The first school of Highland Heights was formed in a hotel near this same intersection on the property which currently holds Highland Heights Baptist Church and school. National is a street divided by a grassy median, once the location of the streetcar tracks. This particular line in the tram system is significant because it carried business owners downtown to work from Raleigh Springs, where they would install their families for the summer, commuting by rail to their downtown businesses. In 1929, The Heights were annexed into the city, with an area of 4.13 square miles and its population grew to 12,000.
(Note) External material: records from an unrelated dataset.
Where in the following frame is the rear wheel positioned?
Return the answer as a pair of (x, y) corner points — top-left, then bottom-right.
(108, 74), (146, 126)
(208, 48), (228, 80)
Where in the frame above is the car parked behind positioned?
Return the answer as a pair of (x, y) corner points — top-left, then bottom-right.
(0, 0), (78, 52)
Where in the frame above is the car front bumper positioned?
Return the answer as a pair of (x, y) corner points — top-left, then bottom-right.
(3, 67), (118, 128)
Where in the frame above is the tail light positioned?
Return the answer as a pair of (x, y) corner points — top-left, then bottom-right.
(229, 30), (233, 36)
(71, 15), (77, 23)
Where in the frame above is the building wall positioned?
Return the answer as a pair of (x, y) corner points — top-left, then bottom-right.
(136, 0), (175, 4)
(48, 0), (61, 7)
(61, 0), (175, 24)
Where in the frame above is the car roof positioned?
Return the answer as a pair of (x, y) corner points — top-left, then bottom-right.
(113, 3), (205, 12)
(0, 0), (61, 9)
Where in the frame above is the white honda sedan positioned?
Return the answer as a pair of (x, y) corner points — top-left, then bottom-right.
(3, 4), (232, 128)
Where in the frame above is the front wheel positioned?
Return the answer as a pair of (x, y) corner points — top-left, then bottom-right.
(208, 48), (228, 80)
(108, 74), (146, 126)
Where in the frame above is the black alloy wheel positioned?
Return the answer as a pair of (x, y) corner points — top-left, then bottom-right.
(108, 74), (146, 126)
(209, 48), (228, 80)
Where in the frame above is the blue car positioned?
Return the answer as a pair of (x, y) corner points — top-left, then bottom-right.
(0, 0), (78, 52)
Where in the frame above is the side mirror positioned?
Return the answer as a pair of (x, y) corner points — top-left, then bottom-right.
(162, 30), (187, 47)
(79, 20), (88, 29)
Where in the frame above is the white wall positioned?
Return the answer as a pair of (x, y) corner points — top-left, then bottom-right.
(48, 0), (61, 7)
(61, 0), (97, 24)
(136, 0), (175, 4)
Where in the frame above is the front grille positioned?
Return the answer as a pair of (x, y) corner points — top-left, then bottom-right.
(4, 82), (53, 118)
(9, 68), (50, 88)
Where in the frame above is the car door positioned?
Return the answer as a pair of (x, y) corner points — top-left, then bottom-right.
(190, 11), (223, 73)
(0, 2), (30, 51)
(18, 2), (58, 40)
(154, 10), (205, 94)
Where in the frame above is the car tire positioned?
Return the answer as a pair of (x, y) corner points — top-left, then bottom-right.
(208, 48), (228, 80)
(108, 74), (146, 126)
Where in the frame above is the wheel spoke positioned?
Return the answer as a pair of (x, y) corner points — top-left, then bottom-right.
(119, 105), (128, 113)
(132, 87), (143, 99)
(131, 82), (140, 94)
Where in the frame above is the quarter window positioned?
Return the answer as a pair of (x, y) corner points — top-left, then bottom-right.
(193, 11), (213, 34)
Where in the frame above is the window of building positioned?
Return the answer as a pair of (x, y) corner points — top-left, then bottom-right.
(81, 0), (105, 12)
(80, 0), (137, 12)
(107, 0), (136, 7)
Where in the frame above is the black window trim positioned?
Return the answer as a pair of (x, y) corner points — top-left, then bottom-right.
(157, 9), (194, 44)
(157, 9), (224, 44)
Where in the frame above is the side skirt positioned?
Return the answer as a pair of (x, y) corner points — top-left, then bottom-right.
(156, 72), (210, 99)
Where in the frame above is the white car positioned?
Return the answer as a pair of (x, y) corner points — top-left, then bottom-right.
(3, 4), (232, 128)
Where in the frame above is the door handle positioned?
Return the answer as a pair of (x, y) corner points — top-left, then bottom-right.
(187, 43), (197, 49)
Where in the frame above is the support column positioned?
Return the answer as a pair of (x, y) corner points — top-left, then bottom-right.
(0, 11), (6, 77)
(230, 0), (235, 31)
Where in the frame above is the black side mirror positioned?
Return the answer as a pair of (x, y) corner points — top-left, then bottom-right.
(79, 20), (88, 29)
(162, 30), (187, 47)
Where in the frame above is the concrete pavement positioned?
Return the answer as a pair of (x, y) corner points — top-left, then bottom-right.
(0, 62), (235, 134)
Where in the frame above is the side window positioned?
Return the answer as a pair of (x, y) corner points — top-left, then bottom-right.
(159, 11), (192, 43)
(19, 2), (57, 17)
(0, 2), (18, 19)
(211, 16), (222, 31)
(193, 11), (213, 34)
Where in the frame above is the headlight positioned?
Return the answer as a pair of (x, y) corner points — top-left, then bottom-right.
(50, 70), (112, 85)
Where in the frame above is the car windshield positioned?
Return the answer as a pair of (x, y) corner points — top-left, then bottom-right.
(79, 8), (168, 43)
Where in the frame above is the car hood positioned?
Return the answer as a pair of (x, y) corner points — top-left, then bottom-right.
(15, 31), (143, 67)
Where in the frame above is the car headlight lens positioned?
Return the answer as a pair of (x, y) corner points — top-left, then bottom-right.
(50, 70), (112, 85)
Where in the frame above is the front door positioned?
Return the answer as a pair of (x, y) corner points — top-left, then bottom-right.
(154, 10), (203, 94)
When the Highland Heights Elementary and High School were built, the 3 acres were donated by A.B. Treadwell and family in 1915. In 1939, the schools were renamed in his honor. The first class graduated Treadwell High School in 1942.

The term "the Heights," in this context, refers to Highland Heights, Grahamwood Heights, and Mitchell Heights of Memphis, Tennessee. There are other neighborhoods in Memphis which incorporate the word 'heights' in their name. These three are contiguous. Their newsletter is also titled 'The Heights.' Highland Heights includes the area bounded by Summer Avenue (also known as U.S. Highways 70 & 79, and formerly known as the Nashville Highway) on the south, Pope Street on the west, Macon Road on the north, and Homer Street on the east. Residents of the Nutbush neighborhood have been known to claim an eastern portion of this, up to Highland Street, as part of Nutbush. Mitchell Heights advocates claim all of this, and more, west to Tillman Street, as part of Mitchell Heights. Neighborhood-naming in Memphis is not an exact science.